Step 5: Add Statistical Confidence for Critical Paths
For your highest-risk agent paths, run them multiple times and check the pass rate:
def test_classifier_consistency():
"""Run 10 times, require 80% pass rate."""
results = [agent.classify("Is this email spam?", email_body) for _ in range(10)]
correct = sum(1 for r in results if r.category in ["spam", "not_spam"])
pass_rate = correct / len(results)
assert pass_rate >= 0.8, f"Pass rate {pass_rate:.0%} is below 80% threshold"
Run this as a nightly or weekly job rather than on every commit. Ten calls to GPT-4o-mini cost about $0.003. Target it at the paths where a failure costs you the most.
Gotchas
- Do not snapshot test LLM output. Every semantically correct response looks different. Your snapshot becomes a flaky test, then a skipped test, then no test.
- Do not mock the LLM for integration tests. Mocking removes the non-determinism, but it also removes the thing you are actually testing. You end up testing string concatenation in your prompt template. Use mocks only for unit-testing the deterministic shell.

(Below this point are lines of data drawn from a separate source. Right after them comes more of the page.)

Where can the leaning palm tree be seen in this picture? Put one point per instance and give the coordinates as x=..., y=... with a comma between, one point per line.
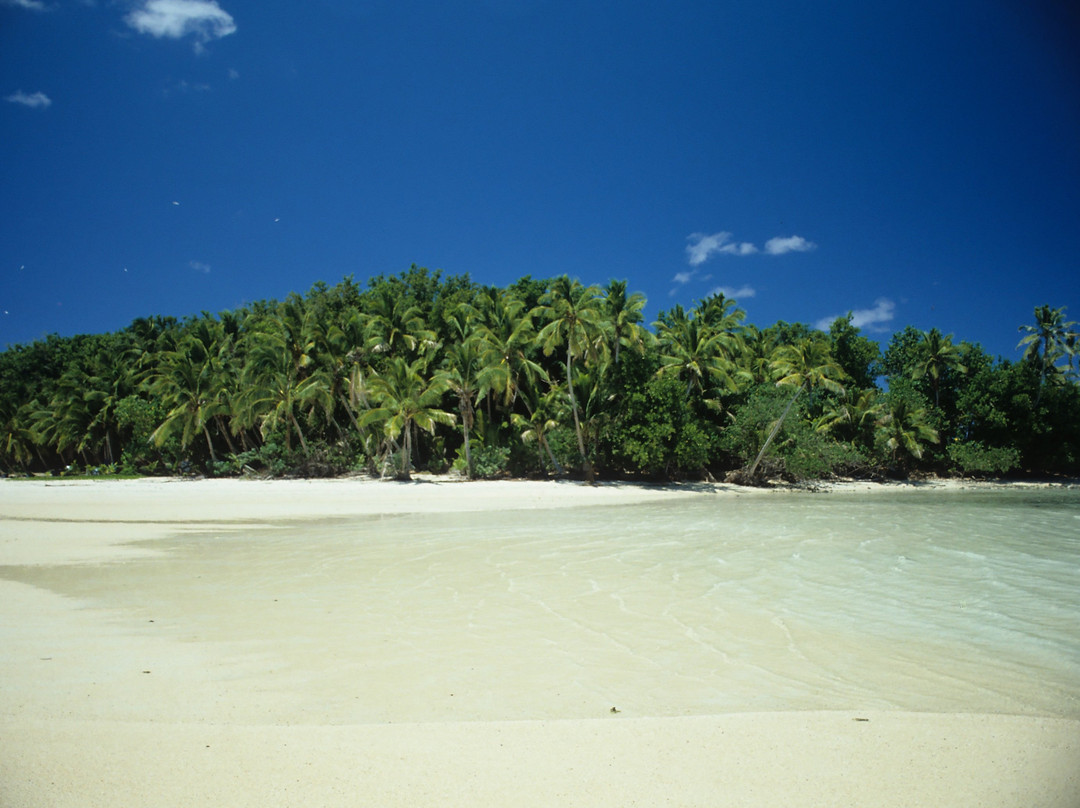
x=575, y=321
x=853, y=418
x=804, y=365
x=405, y=400
x=1049, y=340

- Eval models hallucinate grades too. If your eval harness returns a perfect 5/5 on gibberish, your grading prompt needs work. Test your eval harness with known-bad inputs to make sure it actually fails.
-
temperature=0is not deterministic. It reduces variance but does not eliminate it. Do not build your test strategy around the assumption that it does. - Separate your test tiers by run frequency. Contract tests run on every commit (free, fast). Behavioral assertions run on every commit (one LLM call each). Evals run nightly. Statistical tests run weekly. Get the ratio wrong and you will either burn money or skip the expensive tests entirely.
Putting It All Together
Here is how your test pyramid should look:
╱ ╲
╱ E2E ╲ ← Few: statistical, full runs, weekly
╱────────╲
╱ Evals ╲ ← Some: LLM-as-judge, nightly
╱─────────────╲
╱ Behavioral ╲ ← Many: structural checks, every commit
╱──────────────────╲
╱ Contract / Unit ╲ ← Most: deterministic shell, every commit
╱────────────────────────╲
The base is free, fast, and deterministic. The top catches higher-level quality regressions. Most of your tests should live at the bottom two layers.
Conclusion
Agent testing is not broken because it is impossible. It is broken because we keep reaching for tools designed for a deterministic world. The fix is straightforward:
- Replace exact-match assertions with behavioral checks — today
- Build a minimal eval harness — this week
- Write thorough unit tests for your deterministic shell — ongoing
The agent does not need to produce the same output every time. It needs to produce acceptable output every time. Design your tests around that distinction, and you will ship with confidence.
All of the code in this tutorial works with pytest out of the box. Copy the patterns, adapt them to your agent, and start building a test suite you can actually trust.